Introduction to Gawk
Work in almost any programming language and you will have to write code to get the names of any files from the command line, open these files, and read their contents. For most file access, gawk let you skip these steps entirely. If you pass one or more file names on the command line, after executing the code in the BEGIN block (if present), gawk will automatically get the name from the command line, open a file, read its contents line-by-line, try to match any pattern you have defined against these lines, close the file when it is finished, and move onto the next file listed. If the input is coming from standard input (i.e., you are piping the output of another program to your gawk program), the input process is equally transparent. However, if you find that you need to handle this file input in some different manner, gawk provides you with all the tools necessary to do this. But for most of the file handling you will need, it is better to let gawk's input loop do the work for you.

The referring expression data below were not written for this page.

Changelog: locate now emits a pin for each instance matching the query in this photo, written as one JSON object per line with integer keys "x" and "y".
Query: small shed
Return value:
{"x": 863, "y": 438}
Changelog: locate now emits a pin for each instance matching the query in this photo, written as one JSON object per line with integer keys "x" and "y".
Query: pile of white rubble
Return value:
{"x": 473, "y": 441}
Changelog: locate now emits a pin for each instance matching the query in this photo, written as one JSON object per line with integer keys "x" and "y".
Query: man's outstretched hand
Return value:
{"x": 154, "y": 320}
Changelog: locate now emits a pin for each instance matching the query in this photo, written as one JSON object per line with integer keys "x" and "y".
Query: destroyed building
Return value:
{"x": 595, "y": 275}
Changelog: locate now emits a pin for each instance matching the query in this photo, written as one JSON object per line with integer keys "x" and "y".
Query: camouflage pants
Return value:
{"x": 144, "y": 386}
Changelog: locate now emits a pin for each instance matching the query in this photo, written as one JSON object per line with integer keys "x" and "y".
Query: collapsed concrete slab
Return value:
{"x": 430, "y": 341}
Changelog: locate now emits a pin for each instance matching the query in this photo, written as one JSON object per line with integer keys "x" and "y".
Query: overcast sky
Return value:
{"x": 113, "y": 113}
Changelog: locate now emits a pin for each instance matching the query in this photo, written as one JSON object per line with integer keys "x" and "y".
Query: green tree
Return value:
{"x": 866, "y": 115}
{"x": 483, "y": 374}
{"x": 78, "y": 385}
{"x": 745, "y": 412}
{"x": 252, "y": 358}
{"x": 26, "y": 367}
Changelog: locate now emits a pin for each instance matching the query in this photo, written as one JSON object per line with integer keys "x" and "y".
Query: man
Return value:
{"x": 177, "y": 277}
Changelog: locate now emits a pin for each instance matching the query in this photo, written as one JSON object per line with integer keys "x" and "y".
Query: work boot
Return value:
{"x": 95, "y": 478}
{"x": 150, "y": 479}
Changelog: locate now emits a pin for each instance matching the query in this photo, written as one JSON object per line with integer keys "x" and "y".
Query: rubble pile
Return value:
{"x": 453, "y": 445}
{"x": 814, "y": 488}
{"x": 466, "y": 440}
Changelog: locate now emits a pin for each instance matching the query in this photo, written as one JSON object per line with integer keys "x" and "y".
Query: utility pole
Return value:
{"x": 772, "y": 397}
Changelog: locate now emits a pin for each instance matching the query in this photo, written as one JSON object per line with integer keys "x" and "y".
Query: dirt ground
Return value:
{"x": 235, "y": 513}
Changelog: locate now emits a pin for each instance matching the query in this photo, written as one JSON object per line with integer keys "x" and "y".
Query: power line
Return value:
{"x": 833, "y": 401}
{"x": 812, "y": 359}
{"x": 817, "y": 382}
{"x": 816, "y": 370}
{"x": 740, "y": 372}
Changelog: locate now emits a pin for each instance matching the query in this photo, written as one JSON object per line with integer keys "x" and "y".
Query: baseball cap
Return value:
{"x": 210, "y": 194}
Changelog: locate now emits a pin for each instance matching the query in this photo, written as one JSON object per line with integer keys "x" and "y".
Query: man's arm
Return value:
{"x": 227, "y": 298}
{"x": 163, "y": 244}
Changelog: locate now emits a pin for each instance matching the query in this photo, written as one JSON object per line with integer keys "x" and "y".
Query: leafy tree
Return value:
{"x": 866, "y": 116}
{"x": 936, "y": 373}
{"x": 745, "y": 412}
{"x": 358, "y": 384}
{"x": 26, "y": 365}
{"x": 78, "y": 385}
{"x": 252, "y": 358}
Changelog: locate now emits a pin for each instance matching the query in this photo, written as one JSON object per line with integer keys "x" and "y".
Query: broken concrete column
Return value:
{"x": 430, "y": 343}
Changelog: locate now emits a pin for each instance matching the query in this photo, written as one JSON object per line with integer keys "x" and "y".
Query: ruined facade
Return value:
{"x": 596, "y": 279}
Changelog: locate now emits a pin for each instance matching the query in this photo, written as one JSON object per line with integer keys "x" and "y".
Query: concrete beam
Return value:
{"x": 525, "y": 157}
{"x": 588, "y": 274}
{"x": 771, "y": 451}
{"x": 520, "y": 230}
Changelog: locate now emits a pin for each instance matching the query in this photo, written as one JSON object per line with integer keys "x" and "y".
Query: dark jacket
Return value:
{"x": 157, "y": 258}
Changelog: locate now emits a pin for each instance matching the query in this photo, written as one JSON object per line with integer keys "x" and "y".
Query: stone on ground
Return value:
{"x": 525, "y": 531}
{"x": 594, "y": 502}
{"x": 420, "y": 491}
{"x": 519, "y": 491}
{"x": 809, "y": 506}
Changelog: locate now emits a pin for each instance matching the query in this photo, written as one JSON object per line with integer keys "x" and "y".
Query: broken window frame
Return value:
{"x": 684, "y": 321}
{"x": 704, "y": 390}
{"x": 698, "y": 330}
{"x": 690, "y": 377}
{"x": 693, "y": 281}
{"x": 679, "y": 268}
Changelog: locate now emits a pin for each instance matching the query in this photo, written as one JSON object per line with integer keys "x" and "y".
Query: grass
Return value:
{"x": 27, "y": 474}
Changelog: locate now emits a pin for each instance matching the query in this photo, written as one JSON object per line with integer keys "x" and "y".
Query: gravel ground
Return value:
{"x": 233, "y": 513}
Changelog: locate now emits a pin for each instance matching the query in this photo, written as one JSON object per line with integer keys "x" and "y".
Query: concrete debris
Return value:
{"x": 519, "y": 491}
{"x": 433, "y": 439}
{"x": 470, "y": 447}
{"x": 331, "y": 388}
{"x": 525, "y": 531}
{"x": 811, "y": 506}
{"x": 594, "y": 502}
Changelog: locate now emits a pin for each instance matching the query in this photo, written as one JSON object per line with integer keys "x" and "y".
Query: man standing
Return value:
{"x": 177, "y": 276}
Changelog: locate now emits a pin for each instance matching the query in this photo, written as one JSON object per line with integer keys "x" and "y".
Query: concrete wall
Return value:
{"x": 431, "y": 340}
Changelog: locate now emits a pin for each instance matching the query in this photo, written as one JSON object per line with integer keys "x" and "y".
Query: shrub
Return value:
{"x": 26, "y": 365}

Now that we have seen how a gawk program works the next step is to see how to make your program run. With gawk on Linux, we have three ways to do this. For those truly quick-and-dirty tasks, an entire gawk program can be written and executed on the command line, although this is really only practical for very small programs. Using our simple example from above, we can run it with the command:
gawk '/Linux/ {print}' file.txt
When running a gawk script from the command line, you must enclose the awk statements in single quotes and list any data files after the closing quote. If you need to use more that one gawk statement in an action block, simply separate each statement using the semicolon. For example, if you wanted to print each line that contained “Linux” and keep a count of how many input lines contain the pattern /Linux/ you could write
gawk '/Linux/{ print; count=count+1 }
END { print count " lines" }' file.txt
You can list any number of data files on the command line and gawk will automatically open and read them, looking for any lines which match the pattern defined.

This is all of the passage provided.